Whisk together egg yolks and 1/4 cup sugar until sugar is dissolved and mixture is thick and yellow. Add cream mixture, whisking until well blended. Pour mixture through a fine wire-mesh strainer into a large bowl.
Spoon 1 1/2 Tbsp. cranberry sauce into each of 6 (4 oz) ramekins. Pour cream-and-egg mixture evenly into ramekins; place ramekins in a large roasting pan. Add water to pan to depth of 1/2 inch.
Bake at 300 degrees for 45 to 55 minutes or until edges are set. Cool custards in pan or on a wire rack 25 minutes. Remove ramekins from water bath; cover and chill 8 hours.
,
Sprinkle with 1 1/2 to 2 tsp remaining sugar evenly over each ramekin. Fill a large roasting pan or 15 x 10 x 1 inch jelly roll pan with ice; arrange ramekins in pan.
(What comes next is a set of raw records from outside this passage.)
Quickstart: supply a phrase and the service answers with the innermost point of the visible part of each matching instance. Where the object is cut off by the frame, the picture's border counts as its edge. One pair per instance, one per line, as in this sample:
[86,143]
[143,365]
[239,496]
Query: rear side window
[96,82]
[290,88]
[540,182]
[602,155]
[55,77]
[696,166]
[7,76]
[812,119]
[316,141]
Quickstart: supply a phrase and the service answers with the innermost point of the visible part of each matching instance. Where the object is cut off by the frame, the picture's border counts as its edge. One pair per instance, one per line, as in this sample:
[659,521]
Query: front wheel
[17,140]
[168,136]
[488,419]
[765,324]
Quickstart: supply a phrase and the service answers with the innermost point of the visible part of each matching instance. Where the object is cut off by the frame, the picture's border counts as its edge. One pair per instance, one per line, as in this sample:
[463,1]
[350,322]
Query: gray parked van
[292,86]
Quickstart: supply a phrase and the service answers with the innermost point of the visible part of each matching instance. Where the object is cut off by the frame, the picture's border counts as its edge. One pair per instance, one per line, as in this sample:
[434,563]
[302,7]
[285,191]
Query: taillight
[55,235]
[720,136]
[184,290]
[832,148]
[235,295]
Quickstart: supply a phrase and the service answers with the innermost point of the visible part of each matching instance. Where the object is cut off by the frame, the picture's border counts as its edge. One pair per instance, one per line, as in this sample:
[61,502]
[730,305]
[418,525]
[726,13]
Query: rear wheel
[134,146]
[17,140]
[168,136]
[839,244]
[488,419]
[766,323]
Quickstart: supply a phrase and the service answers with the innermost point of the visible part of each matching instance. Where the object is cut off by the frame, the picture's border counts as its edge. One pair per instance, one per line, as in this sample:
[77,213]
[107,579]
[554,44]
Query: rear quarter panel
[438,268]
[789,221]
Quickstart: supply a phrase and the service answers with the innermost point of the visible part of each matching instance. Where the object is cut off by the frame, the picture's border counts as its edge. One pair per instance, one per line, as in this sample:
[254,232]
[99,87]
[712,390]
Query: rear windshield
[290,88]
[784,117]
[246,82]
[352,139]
Broil 5 inches from heat 3 to 5 minutes or until sugar is melted and carmelized. Let stand 5 minutes. Garnish, if desired.
Sugared Cranberries and Mint
1/4 cup corn syrup
1/4 cup dried cranberries
1 bunch fresh mint sprigs
1/4 cup sugar
Using a clean paintbrush, gently brush 1/4 cup corn syrup onto the top side of dried cranberries and mint.
Sprinkle sugar over cranberries and mint. Let stand 5 minutes; sprinkle remaining sugar over cranberries and mint, gently shake off excess.